Step 3. From Step 2, \(l=2\), and the solution steps are given as follows:

  1. (1)

    \(x=2, y=3\), and \(Q_{2,3}=0\); then, job \(J_1\) is at the 2-th position;

  2. (2)

    \(x=1, y=3\), and \(Q_{1,3}=-1<0\); then, job \(J_4\) is at the 3-th position;

  3. (3)

    \(x=2, y=4\), and \(Q_{2,4}=4.8>0\); then, job \(J_2\) is at the 4-th position;

  4. (4)

    \(x=1, y=4\), and \(Q_{1,4}=6.2>0\); then, job \(J_3\) is at the 1-th position.

Based on the above works, the optimal sequence is \(J_3\rightarrow J_1\rightarrow J_4 \rightarrow J_2\), and the processing times, delivery times, and completion times can be seen as follows (see Table 1):

Table 1 Results for CON

It can be seen that \(d_{opt}=C_{[2]}=5.1000\), and we can easily know that the corresponding optimal value is \(f=\sum _{i=1}^{{\bar{N}}}\left( \alpha _i {\widehat{E}}_{[i]}+\beta _i {\widehat{T}}_{[i]}+\gamma _i d_{opt}\right) =94.5200\).

For the problem \(1|p_{i}=\chi _{i}s_i,SLK,psddt|\sum _{i=1}^{{\bar{N}}} \left( \alpha _i {\widehat{E}}_{[i]}+\beta _i {\widehat{T}}_{[i]}+\gamma _i q_{opt}\right) \), according to Algorithm 4.1, the solution steps are given as follows:

Step 1. \(J_1\rightarrow J_4\rightarrow J_3 \rightarrow J_2\) can be obtained by \(\chi _1< \chi _4< \chi _3< \chi _2\).

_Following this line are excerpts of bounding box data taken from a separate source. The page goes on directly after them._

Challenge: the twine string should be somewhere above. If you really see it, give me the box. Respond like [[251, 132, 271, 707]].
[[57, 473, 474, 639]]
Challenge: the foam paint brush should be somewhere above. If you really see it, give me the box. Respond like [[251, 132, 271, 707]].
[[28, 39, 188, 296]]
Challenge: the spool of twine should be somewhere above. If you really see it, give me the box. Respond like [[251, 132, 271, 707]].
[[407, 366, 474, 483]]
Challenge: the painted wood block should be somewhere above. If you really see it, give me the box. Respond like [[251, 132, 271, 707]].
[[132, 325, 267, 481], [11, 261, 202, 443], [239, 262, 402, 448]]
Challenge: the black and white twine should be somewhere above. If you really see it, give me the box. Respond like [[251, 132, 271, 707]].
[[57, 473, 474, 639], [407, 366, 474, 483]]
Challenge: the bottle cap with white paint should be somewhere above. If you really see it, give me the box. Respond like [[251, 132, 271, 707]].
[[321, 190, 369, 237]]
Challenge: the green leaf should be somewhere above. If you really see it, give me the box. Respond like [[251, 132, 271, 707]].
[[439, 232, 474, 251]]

Step 2. Calculate the value of l according to Property 4.2:

When \(l=2\), \((\sum _{i=1}^{l-1}\alpha _i-\sum _{i=l}^{{\bar{N}}} \beta _i+\sum _{i=1}^{{\bar{N}}} \gamma _i)=1-9+7=-1<0\), and \((\sum _{i=1}^{l}\alpha _i-\sum _{i=l+1}^{{\bar{N}}} \beta _i+\sum _{i=1}^{{\bar{N}}} \gamma _i)=2-8+7=1>0\), that is \(l=2\).

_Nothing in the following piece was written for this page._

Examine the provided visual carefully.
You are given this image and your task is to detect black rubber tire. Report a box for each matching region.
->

Step 3. From Step 2, \(l=2\), and the solution steps are given as follows:

  1. (1)

    \(x=2, y=3\), and \(Q_{2,3}=5.1>0\); then, job \(J_4\) is at the 2-th position;

  2. (2)

    \(x=1, y=3\), and \(Q_{1,3}=8.16>0\); then, job \(J_1\) is at the 1-th position;

  3. (3)

    \(x=2, y=4\), and \(Q_{2,4}=20.4>0\); then, job \(J_2\) is at the 4-th position;

  4. (4)

    \(x=1, y=4\), and \(Q_{1,4}=32.64>0\); then, job \(J_3\) is at the 3-th position.

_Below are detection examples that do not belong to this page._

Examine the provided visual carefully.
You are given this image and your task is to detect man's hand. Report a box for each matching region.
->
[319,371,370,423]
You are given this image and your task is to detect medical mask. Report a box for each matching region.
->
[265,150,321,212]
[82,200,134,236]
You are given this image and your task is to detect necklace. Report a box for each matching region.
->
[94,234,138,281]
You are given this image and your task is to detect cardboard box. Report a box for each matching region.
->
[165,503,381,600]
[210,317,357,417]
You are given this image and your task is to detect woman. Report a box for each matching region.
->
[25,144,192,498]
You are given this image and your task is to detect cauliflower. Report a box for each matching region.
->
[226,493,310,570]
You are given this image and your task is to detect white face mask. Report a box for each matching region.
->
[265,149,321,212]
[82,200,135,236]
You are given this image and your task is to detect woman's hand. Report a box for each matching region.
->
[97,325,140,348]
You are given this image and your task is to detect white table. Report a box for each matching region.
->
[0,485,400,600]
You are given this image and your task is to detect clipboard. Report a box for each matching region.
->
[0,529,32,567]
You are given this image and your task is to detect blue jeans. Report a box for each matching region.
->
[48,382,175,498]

Based on the above works, the optimal sequence is \(J_1\rightarrow J_4\rightarrow J_3 \rightarrow J_2\), and the processing times, delivery times, completion times and due dates can be seen in Table 2.

Table 2 Results for SLK

It can be known that \(q_{opt}=(1+v)C_{[2]}=6.2400\), and the corresponding objective function value is \(f=\sum _{i=1}^{{\bar{N}}}\left( \alpha _i {\widehat{E}}_{[i]}+\beta _i {\widehat{T}}_{[i]}+\gamma _i q_{opt}\right) =71.2000\).

For the problem \(1|p_{[i]}=\chi _{[i]}s_i,DIF,psddt|\sum _{i=1}^{{\bar{N}}} \left( \alpha _i {\widehat{E}}_{[i]}+\beta _i {\widehat{T}}_{[i]}+\gamma _i d_{[i]}\right) \), according to Algorithm 5.1, the solution steps are given as follows:

Step 1. The optimal sequence: \(J_1\rightarrow J_4\rightarrow J_3 \rightarrow J_2\) can be obtained by \(\chi _1< \chi _4< \chi _3< \chi _2\).

Step 2. The processing times, delivery times, completion times and due dates (see Property 5.1) are shown in Table 3.

Table 3 Results for DIF

The corresponding objective function value is \(\sum _{i=1}^{{\bar{N}}} \left( \alpha _i {\widehat{E}}_{[i]}+\beta _i {\widehat{T}}_{[i]}+\gamma _i d_{[i]}\right) =60.0240\).

7 Conclusion

We extended the results of scheduling with position-dependent weights and due date assignment to a setting of scheduling with psddt and deterioration effects. Under three kinds of due date assignments, our objective is to minimize weighted sum of earliness, tardiness, and due date cost, where the weights are position-dependent weights. Through a series of optimal properties, it can be obtained that the CON, SLK, and DIF assignment scheduling problems can be solved in \(O({\bar{N}}\log {\bar{N}})\) time. Future research could delve into a general linear deterioration, such as \(p_i=a_i+\chi _is_i\) (where \(a_i\) is the normal processing time of job \(J_i\)), consider the model under a flow shop setting, or study the model with job-dependent weights (i.e., the objective function would be to minimize \(\sum _{i=1}^{{\bar{N}}} \left( \alpha _i {\widehat{E}}_{i}+\beta _i {\widehat{T}}_{i}+\gamma _i d_{i}\right) \), where \(\alpha _i\), \(\beta _i\) and \(\gamma _i\) are the weights of job \(J_i\) for earliness, tardiness and due date).